Politique de l’aller-vers

Côté agenda, des réunions de concertation cliniques ont été menées en 2019-2020 avec tous les acteurs liées à la population cible. Après le Covid, le modèle a été déployé en janvier 2022 avec une politique de l’aller-vers. Sur 15 000 personnes intégrées, 12 à 13 000 ont été diagnostiquées et environ 4 000 sont entrées dans un parcours de santé.

Antoine Malone se souvient : « Je suis allé dans les ateliers techniques de l’agglo de Niort, qui organisaient une opération de sensibilisation/dépistage avec les services de santé de la Communauté d’agglomération du Niortais (qui gère la collecte des déchets ménagers) à destination de ses ouvriers. Les salariés ont été très satisfaits de pouvoir faire le point sur leur état de santé. »

Un dispositif qui fait des émules

Prochainement, les hôpitaux Nord Franche-Comté, Sud Lorraine et Alpes du Sud vont rejoindre l’expérimentation. Le succès est tel que 30 autres territoires souhaiteraient rejoindre l’aventure.
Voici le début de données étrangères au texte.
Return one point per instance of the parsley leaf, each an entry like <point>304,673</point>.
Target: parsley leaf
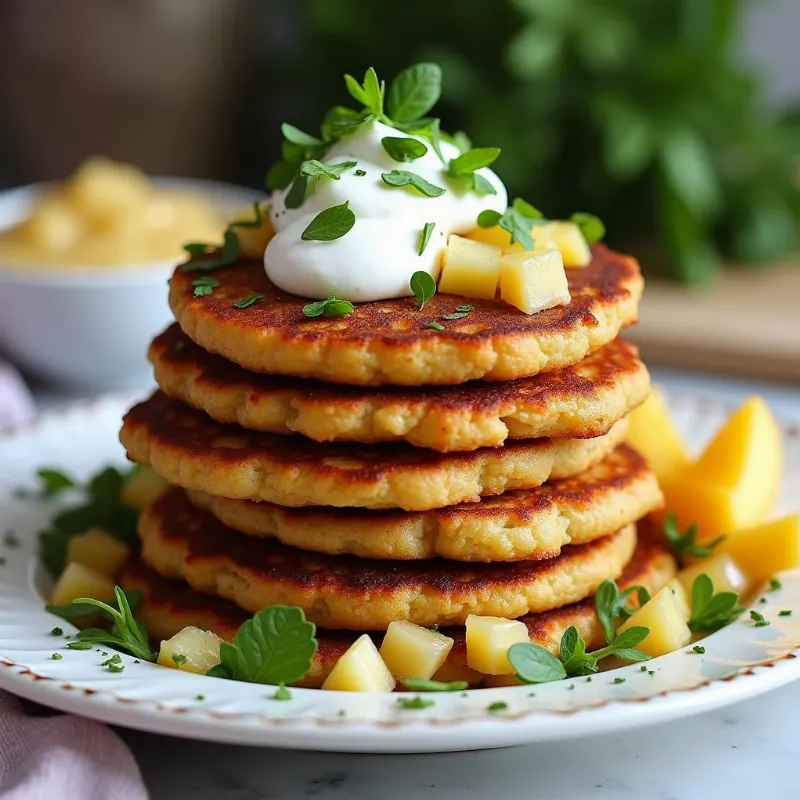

Pour ce faire, l’État devra reprendre la main en généralisant le dispositif. Pour l’instant, chaque territoire reçoit 100 000 euros par an – une paille quand on prend en compte les économies réalisées. Selon un rapport de l’OCDE, il sera possible d’économiser jusqu’à 3 500 euros par personne en 2050 avec ce type de programme. Comment rattraper le retard français ? En Allemagne, pour la mise en place d’un tel programme, le financement passe notamment par des chargés de mission : on en compte déjà cinq par territoire, contre un seul en France.